My Sunshine Away is a debut novel by M.O. Walsh about the summer when the narrator – 15 years old and living in an upscale neighborhood in Baton Rouge – experienced the rape of a neighbor named Lindy Simpson. Lindy, also 15 years old, was the subject of a somewhat obsessive crush on the narrator’s part. Most of the book centers around his relationship with Lindy in the years leading up to and following the rape.

In My Sunshine Away, the narrator, looking back two decades later, explores his adolescence and how formative Lindy’s rape was in his life. He himself went through a lot of upheaval in his life around the same time – his father left his mother, and his older sister was killed in a car accident. But as a self-absorbed teenager, he didn’t experience the sense of loss around those events as acutely as he would later in life. Similarly with Lindy’s rape, he experienced it solely through the prism of an adolescent boy with a crush on the victim, with little capacity to understand how it affected her. In retelling the events of those years, he finally learns to appreciate what those around him were going through while he was lost in his own world.

For the most part, I really enjoyed Walsh’s writing. It was crisp and descriptive, intimate and honest. I got sucked into this story quickly and felt deeply connected to the narrator, in large part because I spent so much time in his head. Some reviewers have criticized the book for a few tangents it takes in places, such as describing in great length the impact of Hurricane Katrina’s displaced New Orleanians on the city of Baton Rouge. Those tangents didn’t bother me; I found them pretty interesting and, even if unrelated to Lindy’s rape, good for atmosphere. Baton Rouge itself is an interesting setting, sensual and rich in its food, heat and terrain.

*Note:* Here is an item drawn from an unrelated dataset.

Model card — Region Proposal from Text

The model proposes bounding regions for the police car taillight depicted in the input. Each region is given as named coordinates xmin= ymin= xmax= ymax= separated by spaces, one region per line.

My quibbles, because I always have a few: first, Walsh included too much explicit foreshadowing, which I hate. For example, the narrator would say things like, “Those things would come back to haunt me” or “our home was never the same” or “this is when things got interesting”. I much prefer when the story unspools naturally, without those narrative cues, which I think reflect the author’s lack of confidence in the reader.

MILD SPOILER: I also found the end, in which the mystery of who raped Lindy Simpson, underwhelming. The suspect likely would have been identified earlier, given the circumstantial evidence. I think Walsh expected his resolution to be dramatic and unexpected, but it wasn’t.

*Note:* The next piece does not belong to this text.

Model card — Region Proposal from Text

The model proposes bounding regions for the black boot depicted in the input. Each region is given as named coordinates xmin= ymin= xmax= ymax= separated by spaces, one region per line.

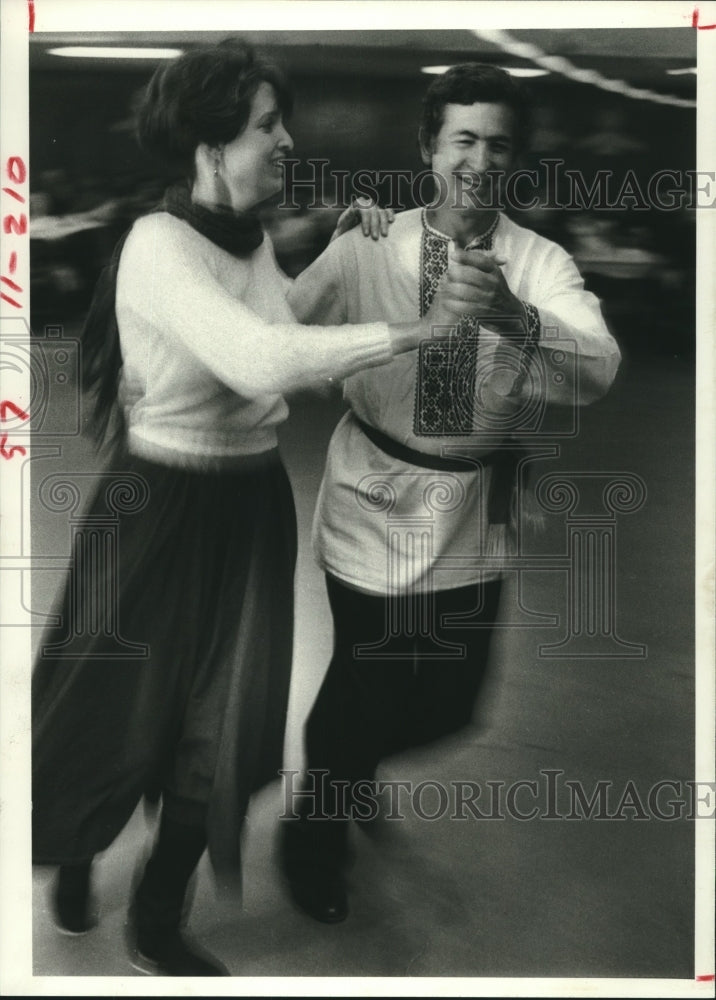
xmin=127 ymin=813 xmax=229 ymax=976
xmin=53 ymin=860 xmax=97 ymax=935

Overall, though, My Sunshine Away captured adolescence, with all of its inconsistencies, humiliations, passion and mystery, beautifully, and for that I really enjoyed it.

I listened to My Sunshine Away on audio. The narrator, Kirby Heyborne performed the book with a gravelly, passionate voice that was perfect for the adult version of the narrator. I thought he did a great job and I highly recommend the audio.